According to my surveyor, the difference between True North and Survey North for the survey title plan for my block is 8.5ºW. i.e. True N is west of Survey North in my case. I do not know how much it varies around Australia.
For most people adding panels to an existing house where the roof faced roughly north, it would definitely not be worth worrying about in itself, adding only $50 to a $100 a year in power savings depending on all the associated factors.
However the thread was started by a case where two adjacent 90º/270º set-ups were supposedly identical and yet varied from each other and from a calculator estimate and the reasons (which could be many, and be additive as well as multiplicative) were unknown.

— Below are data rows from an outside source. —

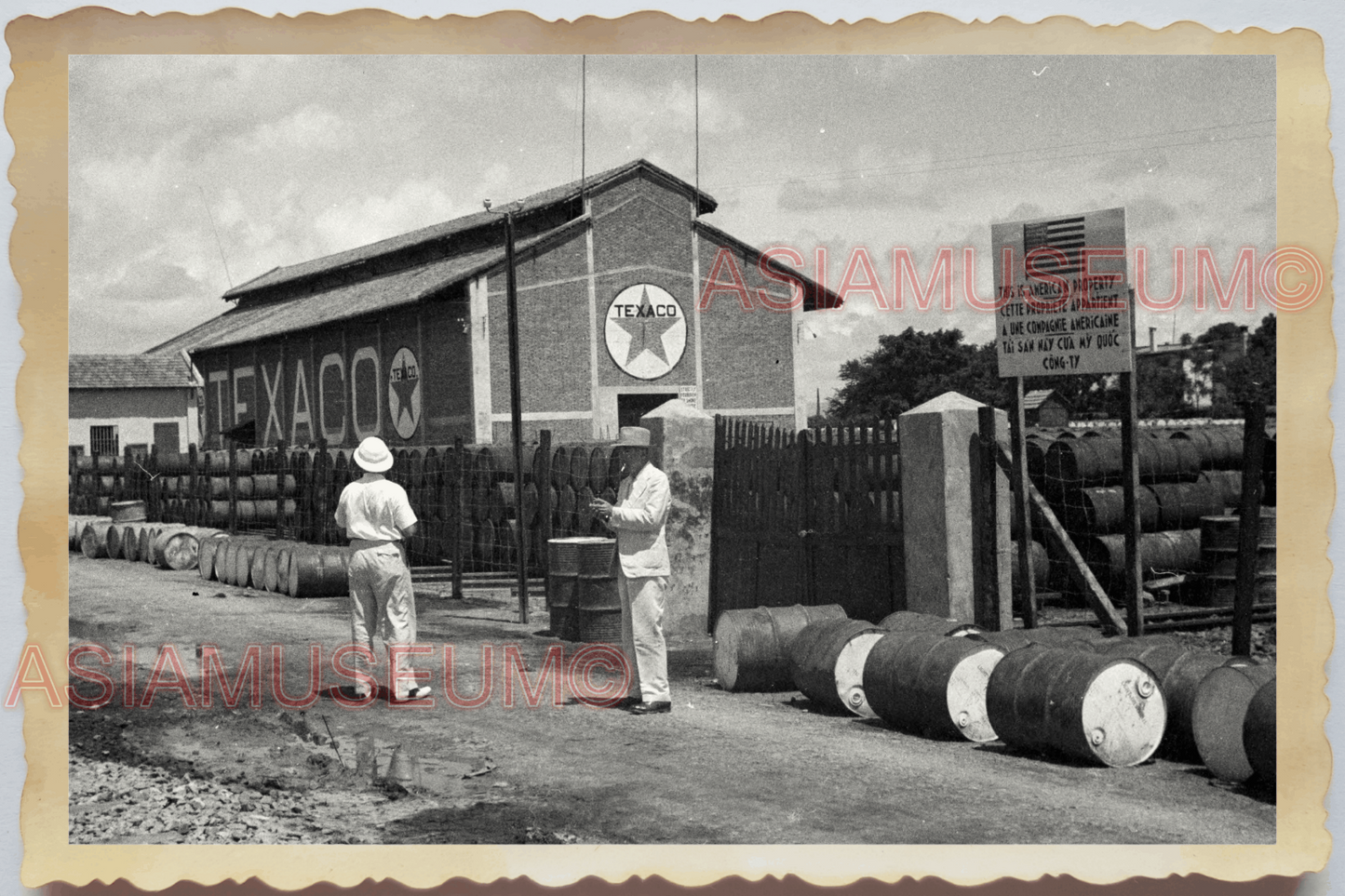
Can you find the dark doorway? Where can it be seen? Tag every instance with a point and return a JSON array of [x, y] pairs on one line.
[[166, 439], [631, 408]]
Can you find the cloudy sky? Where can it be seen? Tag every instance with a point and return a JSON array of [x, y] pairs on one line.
[[193, 172]]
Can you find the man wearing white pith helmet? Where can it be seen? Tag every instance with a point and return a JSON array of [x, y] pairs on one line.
[[638, 518], [377, 518]]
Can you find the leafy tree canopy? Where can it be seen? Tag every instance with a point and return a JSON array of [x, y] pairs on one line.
[[910, 368]]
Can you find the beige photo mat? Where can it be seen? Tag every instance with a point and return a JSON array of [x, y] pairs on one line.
[[1306, 216]]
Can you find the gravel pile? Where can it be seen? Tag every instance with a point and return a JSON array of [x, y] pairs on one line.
[[111, 802]]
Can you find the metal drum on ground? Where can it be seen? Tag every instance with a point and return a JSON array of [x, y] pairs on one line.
[[752, 646], [1259, 733], [1220, 712], [814, 654], [1085, 705], [931, 685]]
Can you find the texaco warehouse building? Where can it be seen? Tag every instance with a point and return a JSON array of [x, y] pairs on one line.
[[407, 338]]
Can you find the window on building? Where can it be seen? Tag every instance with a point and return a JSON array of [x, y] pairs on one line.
[[166, 437], [102, 440]]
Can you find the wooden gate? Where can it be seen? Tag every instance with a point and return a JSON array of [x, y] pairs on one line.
[[806, 518]]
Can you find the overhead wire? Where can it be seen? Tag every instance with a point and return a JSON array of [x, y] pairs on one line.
[[945, 165]]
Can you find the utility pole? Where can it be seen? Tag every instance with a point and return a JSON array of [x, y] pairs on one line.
[[516, 401]]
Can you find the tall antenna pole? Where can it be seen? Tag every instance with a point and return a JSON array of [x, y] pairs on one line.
[[218, 244], [583, 127]]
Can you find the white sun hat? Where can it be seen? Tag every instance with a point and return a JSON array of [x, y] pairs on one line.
[[372, 455]]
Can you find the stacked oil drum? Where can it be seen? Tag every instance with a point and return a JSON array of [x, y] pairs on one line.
[[1061, 691], [128, 536], [465, 501], [94, 483], [1187, 476]]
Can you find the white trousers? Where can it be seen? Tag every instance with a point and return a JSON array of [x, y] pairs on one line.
[[383, 602], [643, 603]]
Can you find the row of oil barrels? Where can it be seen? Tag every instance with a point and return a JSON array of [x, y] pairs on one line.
[[256, 486], [85, 504], [102, 463], [1100, 510], [249, 513], [96, 485], [165, 545], [281, 567], [1058, 691], [1208, 551], [1056, 459]]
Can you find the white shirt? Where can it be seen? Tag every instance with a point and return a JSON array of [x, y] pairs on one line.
[[374, 509], [638, 519]]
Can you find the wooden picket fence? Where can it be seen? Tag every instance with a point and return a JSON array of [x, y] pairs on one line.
[[807, 518]]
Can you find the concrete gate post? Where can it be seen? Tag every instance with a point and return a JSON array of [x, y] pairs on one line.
[[940, 495], [682, 446]]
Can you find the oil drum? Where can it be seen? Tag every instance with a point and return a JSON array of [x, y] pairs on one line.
[[1220, 712], [1179, 673], [1087, 705], [319, 572], [931, 685], [752, 646], [814, 653], [1259, 733]]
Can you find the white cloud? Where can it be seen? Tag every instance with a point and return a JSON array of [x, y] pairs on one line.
[[411, 205]]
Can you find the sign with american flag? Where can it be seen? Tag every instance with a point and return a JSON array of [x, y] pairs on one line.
[[1064, 295]]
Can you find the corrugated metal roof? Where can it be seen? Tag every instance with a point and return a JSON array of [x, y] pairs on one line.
[[263, 320], [129, 371], [535, 202], [833, 299]]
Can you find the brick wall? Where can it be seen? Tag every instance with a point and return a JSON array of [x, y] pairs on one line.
[[748, 354]]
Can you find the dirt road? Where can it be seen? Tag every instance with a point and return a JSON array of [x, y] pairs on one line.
[[721, 769]]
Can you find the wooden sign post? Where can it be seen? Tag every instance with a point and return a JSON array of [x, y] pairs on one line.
[[1063, 307]]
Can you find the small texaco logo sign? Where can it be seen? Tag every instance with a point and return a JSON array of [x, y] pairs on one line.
[[404, 393], [646, 331]]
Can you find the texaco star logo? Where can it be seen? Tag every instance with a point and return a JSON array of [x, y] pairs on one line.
[[404, 393], [646, 331]]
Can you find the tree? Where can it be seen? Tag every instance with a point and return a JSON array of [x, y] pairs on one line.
[[912, 368], [1247, 379]]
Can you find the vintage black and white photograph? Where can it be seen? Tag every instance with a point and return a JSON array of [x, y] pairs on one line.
[[568, 449]]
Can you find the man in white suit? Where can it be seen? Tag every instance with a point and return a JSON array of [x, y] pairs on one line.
[[638, 518]]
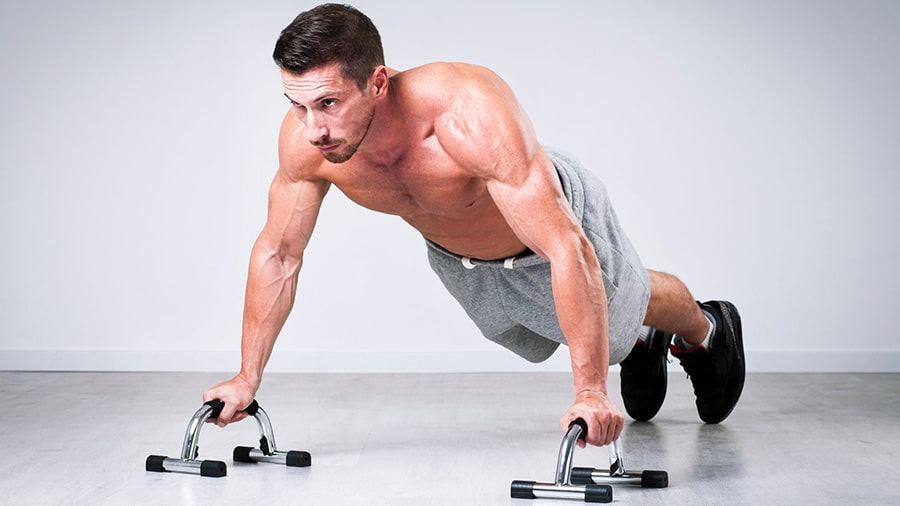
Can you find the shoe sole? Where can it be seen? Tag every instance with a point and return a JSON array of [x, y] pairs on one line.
[[659, 340], [733, 321]]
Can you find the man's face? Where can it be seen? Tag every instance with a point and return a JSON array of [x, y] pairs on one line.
[[335, 112]]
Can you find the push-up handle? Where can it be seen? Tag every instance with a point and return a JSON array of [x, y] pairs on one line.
[[563, 488]]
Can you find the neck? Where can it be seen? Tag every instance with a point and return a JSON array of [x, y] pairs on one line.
[[384, 143]]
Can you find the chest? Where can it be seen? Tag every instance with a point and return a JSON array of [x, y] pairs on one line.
[[425, 180]]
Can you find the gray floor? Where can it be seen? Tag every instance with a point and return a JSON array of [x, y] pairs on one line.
[[441, 439]]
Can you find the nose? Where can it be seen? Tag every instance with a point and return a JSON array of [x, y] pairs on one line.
[[316, 128]]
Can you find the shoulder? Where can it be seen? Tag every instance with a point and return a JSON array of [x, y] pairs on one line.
[[477, 117], [450, 84]]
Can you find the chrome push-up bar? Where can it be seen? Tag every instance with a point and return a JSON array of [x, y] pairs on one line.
[[189, 463], [586, 484]]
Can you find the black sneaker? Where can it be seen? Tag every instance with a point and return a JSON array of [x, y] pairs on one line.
[[718, 373], [643, 376]]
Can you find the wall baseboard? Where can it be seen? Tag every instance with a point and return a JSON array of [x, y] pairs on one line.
[[403, 362]]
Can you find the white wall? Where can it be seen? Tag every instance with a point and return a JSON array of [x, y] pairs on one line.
[[750, 147]]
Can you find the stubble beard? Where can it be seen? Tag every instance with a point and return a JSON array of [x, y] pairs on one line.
[[345, 154]]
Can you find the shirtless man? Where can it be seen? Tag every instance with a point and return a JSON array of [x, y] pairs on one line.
[[521, 235]]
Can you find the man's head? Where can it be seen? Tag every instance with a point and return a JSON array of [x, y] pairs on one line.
[[327, 34], [332, 69]]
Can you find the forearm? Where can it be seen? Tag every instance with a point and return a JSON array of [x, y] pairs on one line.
[[581, 308], [271, 288]]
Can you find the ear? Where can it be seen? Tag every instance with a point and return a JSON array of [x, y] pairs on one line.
[[380, 81]]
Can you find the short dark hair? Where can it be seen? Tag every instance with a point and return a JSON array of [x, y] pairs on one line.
[[327, 34]]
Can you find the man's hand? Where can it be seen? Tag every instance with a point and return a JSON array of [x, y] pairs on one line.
[[237, 393], [603, 418]]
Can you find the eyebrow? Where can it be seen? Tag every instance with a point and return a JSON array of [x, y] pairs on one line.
[[321, 97]]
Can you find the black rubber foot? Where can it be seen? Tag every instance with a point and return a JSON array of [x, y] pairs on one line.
[[654, 479], [242, 454], [522, 490], [582, 475], [154, 463], [213, 468], [598, 493], [298, 459]]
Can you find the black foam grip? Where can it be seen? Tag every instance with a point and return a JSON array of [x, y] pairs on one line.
[[154, 463], [213, 468], [654, 479], [582, 475], [581, 423], [522, 490], [242, 454], [597, 493], [217, 406], [298, 459]]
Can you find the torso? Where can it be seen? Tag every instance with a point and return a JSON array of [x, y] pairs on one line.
[[444, 201]]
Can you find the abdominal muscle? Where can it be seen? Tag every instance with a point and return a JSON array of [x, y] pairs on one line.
[[460, 216]]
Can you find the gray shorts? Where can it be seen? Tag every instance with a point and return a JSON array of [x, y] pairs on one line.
[[511, 301]]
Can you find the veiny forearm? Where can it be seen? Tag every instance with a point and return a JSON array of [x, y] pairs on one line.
[[581, 308], [271, 288]]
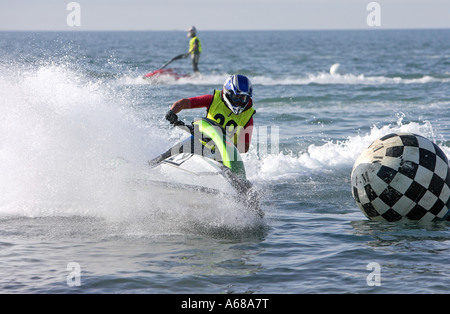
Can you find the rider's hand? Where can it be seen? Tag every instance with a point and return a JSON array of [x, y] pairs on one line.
[[171, 117]]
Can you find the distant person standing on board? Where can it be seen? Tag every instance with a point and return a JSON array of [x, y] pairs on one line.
[[195, 47]]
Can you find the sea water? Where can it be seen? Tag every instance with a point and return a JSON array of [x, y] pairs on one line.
[[78, 123]]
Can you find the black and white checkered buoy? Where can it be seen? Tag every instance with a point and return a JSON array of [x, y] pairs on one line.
[[402, 175]]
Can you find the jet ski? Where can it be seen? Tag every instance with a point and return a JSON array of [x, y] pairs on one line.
[[171, 73], [204, 165], [163, 72]]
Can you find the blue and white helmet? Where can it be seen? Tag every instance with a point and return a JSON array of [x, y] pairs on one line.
[[237, 92]]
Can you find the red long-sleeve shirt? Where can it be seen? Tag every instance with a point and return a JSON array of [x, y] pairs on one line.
[[206, 101]]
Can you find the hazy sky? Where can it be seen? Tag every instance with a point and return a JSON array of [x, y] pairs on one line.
[[221, 14]]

My set up beat my installers quoted estimate by >10% or so for for 2019 (perhaps his calculations were deliberately conservative). It also beat the PVWatts calculator by a smaller margin. I suspect the latter is partly due to last years drought. All calculators have to be based on assumptions which will always vary from actuality.
I have learned through life in business, investing and building, that little things can be additive and/or multiplicative and create a surprising effect over time, particularly when there are a lot of them, as there are with solar installs.
For example, everything from panel consistency to reactions to heat, degradation, low light, cable thickness and length, shade & breeze cooling inverters, micro-cracks in bus bars, life of silicon in roof holes and many more small things are effectively multiplied over time to affect life time cost and benefit.
For example, set up A may be pulled down by one poor panel, or by birds crapping. Set up B may be boosted by a batch of panels which all exceed nominal wattage by 5%. Just saying.
Same as compound interest can give a surprising result over time for two similar interest rates even though the interest difference might be small.
I have found that for a brand new install at least, where I had control over every factor, it was worth maximising all the factors to point in the same positive ‘direction’, including some which are more related to probability or risk, which I care a lot about due to future personal intentions. There are all sorts of future likelihoods such as ability to get a tech up on a roof quickly in a rural area after a cyclone, or other effects relating to climate change or EV use, to name a few.
A business which consistently makes an extra few percent per year on 3 different key things over 4-5 years can send a nearby competitor out of business. It is about ducks lining up or not.
That is just me and my goals for my situation, which would not be the same as for most of the population.